NanoElectronics research is focussed on the continued evolution of massively parallel electronic architectures, which continue to be scaled down aggressively. A host of new materials and functionalities have joined this paradigm with ferroelectrics, spintronics, piezoelectrics, organic electronics, and non-Si semiconductors all reaping gains from nano-structured possibilities. While conventional fabrication is one route that it remains important to develop, many different tacks are now emerging: new semiconductor growth modes, exploitation of interface electronic states, printable devices, single quantum dot emitters, graphene nano-composites, magnetic nanowires, nanowire energy scavenging being just a few of research interest across Cambridge.

The research groups involved include: Electronic Devices and Materials (Engineering), Thin Film Magentism (Physics), Device Materials Group (Materials), Centre for Gallium Nitride (Materials), Microelectronics (Physics), Optoelectronics (Physics), Electron Microscopy (Materials), Graphene Research Centre (Engineering) and several others.

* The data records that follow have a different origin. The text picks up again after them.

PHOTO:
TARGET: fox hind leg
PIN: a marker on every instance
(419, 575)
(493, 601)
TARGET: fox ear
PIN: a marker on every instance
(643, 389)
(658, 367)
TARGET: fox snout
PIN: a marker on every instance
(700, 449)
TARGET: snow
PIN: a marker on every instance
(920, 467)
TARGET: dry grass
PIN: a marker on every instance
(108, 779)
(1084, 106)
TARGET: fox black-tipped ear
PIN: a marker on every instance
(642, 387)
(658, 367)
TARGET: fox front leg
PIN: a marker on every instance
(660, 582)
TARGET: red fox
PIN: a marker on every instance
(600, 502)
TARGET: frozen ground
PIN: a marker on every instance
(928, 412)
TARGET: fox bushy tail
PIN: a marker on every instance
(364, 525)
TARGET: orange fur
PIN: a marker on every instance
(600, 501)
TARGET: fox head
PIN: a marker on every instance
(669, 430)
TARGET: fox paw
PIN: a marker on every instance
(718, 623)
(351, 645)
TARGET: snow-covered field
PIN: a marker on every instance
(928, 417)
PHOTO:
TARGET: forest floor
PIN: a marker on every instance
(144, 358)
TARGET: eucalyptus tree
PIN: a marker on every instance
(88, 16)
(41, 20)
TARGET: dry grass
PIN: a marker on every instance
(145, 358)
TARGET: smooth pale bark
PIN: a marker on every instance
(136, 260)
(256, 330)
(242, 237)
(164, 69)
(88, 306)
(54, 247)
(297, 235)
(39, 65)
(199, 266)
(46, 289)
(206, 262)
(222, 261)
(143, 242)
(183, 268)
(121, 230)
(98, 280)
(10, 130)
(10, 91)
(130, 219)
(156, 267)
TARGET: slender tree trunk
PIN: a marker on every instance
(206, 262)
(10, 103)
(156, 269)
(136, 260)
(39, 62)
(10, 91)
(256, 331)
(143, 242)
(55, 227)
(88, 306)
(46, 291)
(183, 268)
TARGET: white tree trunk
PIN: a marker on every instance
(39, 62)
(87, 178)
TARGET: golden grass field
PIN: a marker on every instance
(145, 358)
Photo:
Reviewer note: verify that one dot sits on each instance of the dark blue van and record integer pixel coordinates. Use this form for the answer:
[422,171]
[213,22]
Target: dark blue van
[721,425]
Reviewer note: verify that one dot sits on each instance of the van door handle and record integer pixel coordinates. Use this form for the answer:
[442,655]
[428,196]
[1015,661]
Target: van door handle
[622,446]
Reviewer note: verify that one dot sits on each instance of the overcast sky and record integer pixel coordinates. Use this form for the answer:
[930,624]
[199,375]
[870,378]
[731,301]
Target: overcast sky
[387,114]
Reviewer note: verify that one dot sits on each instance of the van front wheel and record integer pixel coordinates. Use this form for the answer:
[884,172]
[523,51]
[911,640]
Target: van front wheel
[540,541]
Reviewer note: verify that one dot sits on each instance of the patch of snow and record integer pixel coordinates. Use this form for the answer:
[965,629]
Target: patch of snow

Nanophotonics is a research area of which the true potential has only just become evident, with confinement of light to the nanometre scale now demonstrated, but critically dependent on constructing systems with sub-nm control of spacings. This control is also critical in the area of quantum technologies, in which a number of our groups are pioneers, involving atoms, microcavities or quantum dots. Bio-inspired photonics is another strong area that is being developed at present.

The research groups involved include: Nanophotonics Group (Physics), Vignolini Lab (Chemistry), Centre for Gallium Nitride (Materials), Semiconductor Physics (Physics), Electronic Devices and Materials (Engineering), Graphene Research Centre (Engineering), Atomic, Mesoscopic and Optical Physics (Physics) and several others.